I wonder if it's anything like my Cobalt - the turn signal and door chimes come from the left front door speaker. Does your turn signal make noise? How about your door chimes?


----------



## LiveTrash (May 24, 2015)

MP81 said:


> I wonder if it's anything like my Cobalt - the turn signal and door chimes come from the left front door speaker. Does your turn signal make noise? How about your door chimes?

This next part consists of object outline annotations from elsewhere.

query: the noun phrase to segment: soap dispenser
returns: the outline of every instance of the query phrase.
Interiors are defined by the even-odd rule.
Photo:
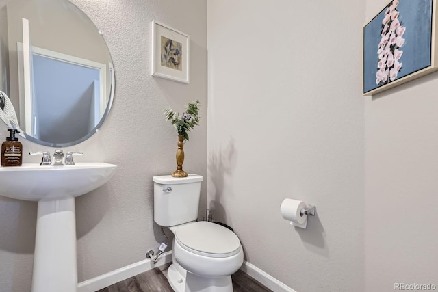
[[[18,130],[8,129],[10,137],[1,144],[1,166],[21,166],[23,145],[15,137]]]

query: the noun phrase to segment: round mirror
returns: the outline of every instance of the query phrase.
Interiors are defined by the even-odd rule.
[[[27,139],[53,147],[86,140],[114,96],[101,33],[68,0],[0,0],[0,91]]]

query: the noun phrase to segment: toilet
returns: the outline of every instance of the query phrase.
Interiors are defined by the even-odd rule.
[[[237,236],[231,230],[198,218],[203,177],[156,176],[154,220],[173,233],[172,263],[168,279],[177,292],[232,292],[231,274],[243,263]]]

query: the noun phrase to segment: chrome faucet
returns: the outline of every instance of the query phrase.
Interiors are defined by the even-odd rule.
[[[53,153],[52,165],[65,165],[64,162],[64,152],[61,149],[56,149]]]
[[[83,155],[80,152],[68,151],[64,158],[64,152],[61,149],[56,149],[53,153],[53,159],[50,157],[48,151],[39,151],[35,152],[29,152],[31,155],[42,155],[42,159],[40,165],[74,165],[73,155]]]

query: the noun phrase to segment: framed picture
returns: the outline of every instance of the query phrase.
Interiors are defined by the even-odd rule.
[[[393,0],[363,27],[363,95],[438,70],[436,0]]]
[[[152,29],[152,75],[188,83],[189,36],[155,21]]]

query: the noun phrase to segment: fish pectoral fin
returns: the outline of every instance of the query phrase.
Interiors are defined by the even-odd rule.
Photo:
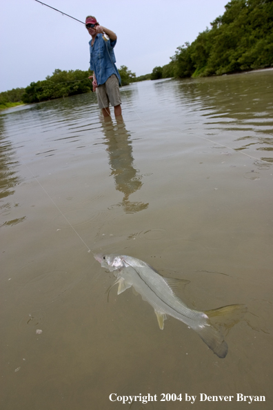
[[[118,295],[120,295],[124,292],[124,291],[132,286],[132,284],[126,282],[123,277],[119,279],[119,280],[117,281],[117,283],[119,284]]]
[[[164,280],[168,283],[172,291],[176,293],[180,291],[183,291],[185,286],[190,283],[190,280],[185,279],[177,279],[176,277],[165,277]]]
[[[167,315],[162,313],[154,309],[154,313],[156,315],[157,322],[159,322],[159,329],[163,330],[164,329],[164,320],[167,319]]]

Funny you mention that, I was just thinking about this as I came back to check on the post. I didn't happen to notice anything abnormal about the turn signal, can't be sure about the door chime though as I usually don't leave my key in when I open the door. I'll double check on that today.


----------



## ChevyGuy (Dec 13, 2014)

A reset wouldn't hurt. The sound comes from the radio, so I'd check to make sure everything is OK on that front.


----------



## LiveTrash (May 24, 2015)

UPDATE on my observations today.

1) The door chime when key is in ignition and door is open (which emits from the door speaker) operates as normal.
2) The turn signal ticker (which emits from the small A-pillar speaker) operates as normal.
3) The backup beeper (which also emits from the A-pillar speaker) is barely audible. I had to turn off the blower fan and could barely hear the beeping over the idling of the engine. Just to mention again, it had worked briefly yesterday when I arrived to work the first time I put it in reverse to back in to the parking spot. I was surprised to hear it actually work and when I parked the car, I tried again to put it in reverse. The second time I tried the sound was, again, practically inaudible. Hasn't worked properly since then. I'm going to try and disconnect the battery tomorrow after work to see if a reset of that sorts fixes the issue. If no one has any ideas of anything else I could try or hasn't experienced this sort of thing, I'll probably just end up taking it to the dealer. I have the extended warranty but honestly can't remember if it's B2B extended warranty or not. I guess I'll find out.

FYI for anyone interested the "Button Chime (High/Low)" option in the settings of your MyLink menu not only turns up or down the menu selections, but also turns up or down the volume of the turn signal. I just realized that today when playing with the settings. My default it is Low.


----------